WORLD
NORTH KOREA SAYS IT WON'T JOIN SIX-NATION TALKS UNTIL TRUTH REVEALED OVER SOUTH KOREAN NUCLEAR EXPERIMENTS
China, host of three previous rounds of talks, acknowledged Thursday "many difficulties" stand in the way of this month's talks.
"It is down to North Korea and the United States," Foreign Ministry spokesman Kong Quan said in Beijing. "There are many difficulties for the talks to be held as planned."
Kong gave no details but appealed to the participants to "make efforts so we can hold the next round before the end of September, as we agreed earlier."
North Korea relayed its position on the talks when British Foreign Office Minister Bill Rammell visited Pyongyang earlier this week, an unidentified spokesman of the North Korean Foreign Ministry told the country's official news agency, KCNA.
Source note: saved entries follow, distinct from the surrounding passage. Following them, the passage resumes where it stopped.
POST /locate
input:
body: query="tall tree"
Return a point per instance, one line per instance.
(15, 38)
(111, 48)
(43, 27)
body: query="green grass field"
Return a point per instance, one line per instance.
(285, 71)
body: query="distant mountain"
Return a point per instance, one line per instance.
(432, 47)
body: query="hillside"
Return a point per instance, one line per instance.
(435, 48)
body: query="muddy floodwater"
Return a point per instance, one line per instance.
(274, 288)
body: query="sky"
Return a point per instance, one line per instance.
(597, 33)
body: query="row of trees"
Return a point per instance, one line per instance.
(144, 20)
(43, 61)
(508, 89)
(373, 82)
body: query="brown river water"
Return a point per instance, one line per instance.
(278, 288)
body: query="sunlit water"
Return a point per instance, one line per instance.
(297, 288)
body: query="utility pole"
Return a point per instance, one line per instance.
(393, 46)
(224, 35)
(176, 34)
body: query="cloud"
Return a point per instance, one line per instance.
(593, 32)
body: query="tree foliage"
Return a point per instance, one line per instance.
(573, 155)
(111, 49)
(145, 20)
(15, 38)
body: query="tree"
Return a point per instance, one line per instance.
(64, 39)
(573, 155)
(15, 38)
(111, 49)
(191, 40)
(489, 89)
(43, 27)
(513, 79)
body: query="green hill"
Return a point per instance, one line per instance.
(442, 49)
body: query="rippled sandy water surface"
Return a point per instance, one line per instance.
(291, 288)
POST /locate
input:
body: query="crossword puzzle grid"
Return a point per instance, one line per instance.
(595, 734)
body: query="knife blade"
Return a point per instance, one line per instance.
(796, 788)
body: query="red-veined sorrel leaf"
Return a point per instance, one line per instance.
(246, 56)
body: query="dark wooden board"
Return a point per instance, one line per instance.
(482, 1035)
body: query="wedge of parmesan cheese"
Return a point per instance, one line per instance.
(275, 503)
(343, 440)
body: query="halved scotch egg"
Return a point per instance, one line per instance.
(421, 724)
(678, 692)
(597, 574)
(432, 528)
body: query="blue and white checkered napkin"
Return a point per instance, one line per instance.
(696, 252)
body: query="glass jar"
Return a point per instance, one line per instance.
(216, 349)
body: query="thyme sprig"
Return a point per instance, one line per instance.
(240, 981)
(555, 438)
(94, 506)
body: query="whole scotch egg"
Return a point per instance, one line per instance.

The comments further clouded U.S.-led international efforts to persuade North Korea to give up its nuclear activities.
During Rammell's four-day visit that ended Tuesday, North Korea "clarified its stand that it can never sit at the table to negotiate its nuclear weapon program unless truth about the secret nuclear experiments in South Korea is fully probed," KCNA quoted the North Korean spokesman as saying.